Successfully implementing Power BI composite models

Have you been working with Composite Models in Power BI? Did you run into challenges while you did? Then this blog is for you! In this blog I will further elaborate on what the composite models (including DirectQuery for Power BI datasets) are and everything that comes into play when you start implementing them.

During this blog I will introduce you to topics like source groups, storage modes and relationship evaluation. All different topics that come into play when you start building composite models.

Read more: Successfully implementing Power BI composite models

Understanding composite models

Composite models are there in Power BI for a long time already. Some people might think that a composite model only exists with a Power BI dataset or Azure Analysis Services model connected over DirectQuery, but that is just a small portion of what composite models are about. In fact, a Composite Model is a data model that combines data from different source groups. Not to be confused with storage modes.

Source groups

Each data source in your data model, is considered to be a source group. We have to know, that each DirectQuery data source gets its own source group, and all imported data in our data model lives in the same source group. With that, we can say that a composite model is;

  • A data model that combines data from multiple DirectQuery data sources.
  • A data model that combines imported data with data from DirectQuery data sources.

The latter is the best known one, when we talk about composite models, where two storage modes are combined. Now we understand what source groups are, we can safely say that storage modes are strongly related, but not directly telling us if something is a composite model or not.

Storage modes

Now we have a better understanding about source groups, the next step is to get some confusion out of the way when we talk about storage modes, or let’s call it connectivity modes for now.

In Power BI, you can have a Power BI dataset which is published to the service, with one or multiple Power BI reports connected to it. The connection between a Power BI dataset and report, is what we call a live connection. Same concept applies when you connect to (Azure) Analysis Services models. This has not to be confused with storage modes, as it is something different. Live connections typically only allow you to build visualizations based on the data model as already defined. You can add new measures, but you cannot make any other changes to the model.

When we want to make changes to a model, we can identify three different types of storage modes. With data connected via one of the three options below, you will be able to transform the data using the Query Editor in Power BI Desktop. Depending on storage mode, limitations might apply of what you can, and cannot do in the Query Editor.
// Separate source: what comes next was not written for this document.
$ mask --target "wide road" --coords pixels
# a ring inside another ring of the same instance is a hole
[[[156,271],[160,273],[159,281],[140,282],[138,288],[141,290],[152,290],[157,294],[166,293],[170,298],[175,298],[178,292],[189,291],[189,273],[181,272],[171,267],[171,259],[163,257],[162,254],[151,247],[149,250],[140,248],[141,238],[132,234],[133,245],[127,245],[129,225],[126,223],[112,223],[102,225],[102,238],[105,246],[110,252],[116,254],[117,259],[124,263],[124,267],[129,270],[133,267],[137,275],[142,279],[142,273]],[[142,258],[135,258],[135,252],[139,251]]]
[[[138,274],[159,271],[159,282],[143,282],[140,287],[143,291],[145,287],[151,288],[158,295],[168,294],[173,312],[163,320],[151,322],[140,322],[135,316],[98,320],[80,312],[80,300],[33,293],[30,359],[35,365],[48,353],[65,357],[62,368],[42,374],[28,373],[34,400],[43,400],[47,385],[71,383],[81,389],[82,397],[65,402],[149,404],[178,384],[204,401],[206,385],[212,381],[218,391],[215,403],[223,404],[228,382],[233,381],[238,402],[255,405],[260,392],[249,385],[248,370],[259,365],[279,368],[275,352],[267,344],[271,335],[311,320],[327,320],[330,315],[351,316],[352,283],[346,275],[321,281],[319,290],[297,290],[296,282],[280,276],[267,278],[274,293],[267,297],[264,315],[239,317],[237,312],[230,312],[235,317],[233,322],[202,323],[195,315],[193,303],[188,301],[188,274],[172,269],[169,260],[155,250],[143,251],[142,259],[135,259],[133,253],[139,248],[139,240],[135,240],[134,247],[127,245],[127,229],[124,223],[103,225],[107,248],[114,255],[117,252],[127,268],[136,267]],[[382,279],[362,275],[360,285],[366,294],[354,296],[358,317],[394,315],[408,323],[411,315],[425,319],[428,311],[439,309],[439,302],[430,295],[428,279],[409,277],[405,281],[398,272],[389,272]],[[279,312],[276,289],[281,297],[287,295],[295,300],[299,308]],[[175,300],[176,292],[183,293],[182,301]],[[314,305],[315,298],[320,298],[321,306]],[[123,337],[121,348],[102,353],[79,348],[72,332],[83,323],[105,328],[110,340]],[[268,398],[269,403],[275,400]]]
  • Import: all data is imported directly in your local Power BI Desktop instance and you will have the full functionality available. Import is sometimes also called cached, as the data is available in cache within your local engine.
  • DirectQuery: the data will not be imported to your local engine, but when the query is defined, the query will be send to the upstream data source. DAX expressions are typically converted in SQL queries to be executed on the data source side.
  • Dual: with Dual, the data source is connected in both DirectQuery as well as Imported to the local engine. Depending on the query context, it behaves in one way or the other. Dual mode can effectively be used to avoid cross source group relationships when you use user defined aggregations for example, or other combinations of tables in different source groups.

Storage modes can be defined on a table level in Power BI desktop, and can be set from the model view. Also, the storage mode in Power BI desktop can be identified by the look of the table in the model view.
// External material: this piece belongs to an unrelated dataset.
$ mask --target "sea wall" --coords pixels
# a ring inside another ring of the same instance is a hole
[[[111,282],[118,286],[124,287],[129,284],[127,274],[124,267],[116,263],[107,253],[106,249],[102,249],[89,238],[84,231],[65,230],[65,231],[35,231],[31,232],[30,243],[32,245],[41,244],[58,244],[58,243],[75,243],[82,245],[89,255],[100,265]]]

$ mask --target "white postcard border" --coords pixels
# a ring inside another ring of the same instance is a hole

  • Imported tables are shown in white.
  • DirectQuery sources have a colored bar on top of the table.
  • Dual has a dashed bar on top of the table.
Identifying storage modes in the Model view of Power BI desktop

Besides identifying the different storage modes with the colors, also the various source groups will be identified in the model view. In below example a second DirectQuery data source is added to gather Customer information from Azure Synapse Analytics. As you can see, the sales_model Customer table is identified with a dark blue bar on top, which tells us this table lives in a different source group.
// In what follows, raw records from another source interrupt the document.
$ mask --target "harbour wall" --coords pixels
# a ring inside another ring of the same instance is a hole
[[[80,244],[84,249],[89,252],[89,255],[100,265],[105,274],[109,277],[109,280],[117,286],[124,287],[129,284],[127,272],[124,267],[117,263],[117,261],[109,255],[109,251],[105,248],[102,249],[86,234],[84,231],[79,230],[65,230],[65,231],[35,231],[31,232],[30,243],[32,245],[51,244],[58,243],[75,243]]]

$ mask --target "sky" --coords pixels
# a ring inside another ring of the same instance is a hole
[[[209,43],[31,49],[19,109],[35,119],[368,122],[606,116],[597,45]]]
Identifying source groups in case of multiple DirectQuery sources.

Relationships evaluation

With composite models, we also have to keep in mind that we have to deal with different types of relationships in our data model. Within Power BI, we can identify regular and limited relationships (previously known as strong and weak). Depending on the type of relationship, it might have implications on the way how your data model is performing, as it operates a different type of join between the two tables during the relationship evaluation.

  • Regular relationships, relationships that stay in the same source group and being one-to-one or one-to-many. During evaluation, Power BI can determine which side of the relationship is the one-side and what is the many side, which it can use in its benefits for calculations within the model.
  • Limited relationships, relationships that cross source group and/or being many-to-many. With limited relationships there is no guaranteed one side of the relationship during the relationship evaluation.

The behavior of both types of relationships are important to understand. As with regular relationships, the behavior can be identified as left outer join between two tables with one-to-many and full outer join for one-to-one relationships. You might have seen the blank value being introduced in your visualization, in case there was no matching row between the two tables defined in the relationship. As a result, Power BI shows the blank category, to sum-up the other relevant data and be able to show the total.

With limited relationships, this blank value will not show up, as it is evaluated as inner join, and only show the relevant values that exist on both sides of the relationship. As a result, the data shown might be incomplete, as the blank value with the non-matching rows is not shown in a visualization at all.

Limited relationships can be identified in the model view by the open brackets on each end of the relationship as shown in below example.

Limited relationship with open brackets on both ends of the relationship.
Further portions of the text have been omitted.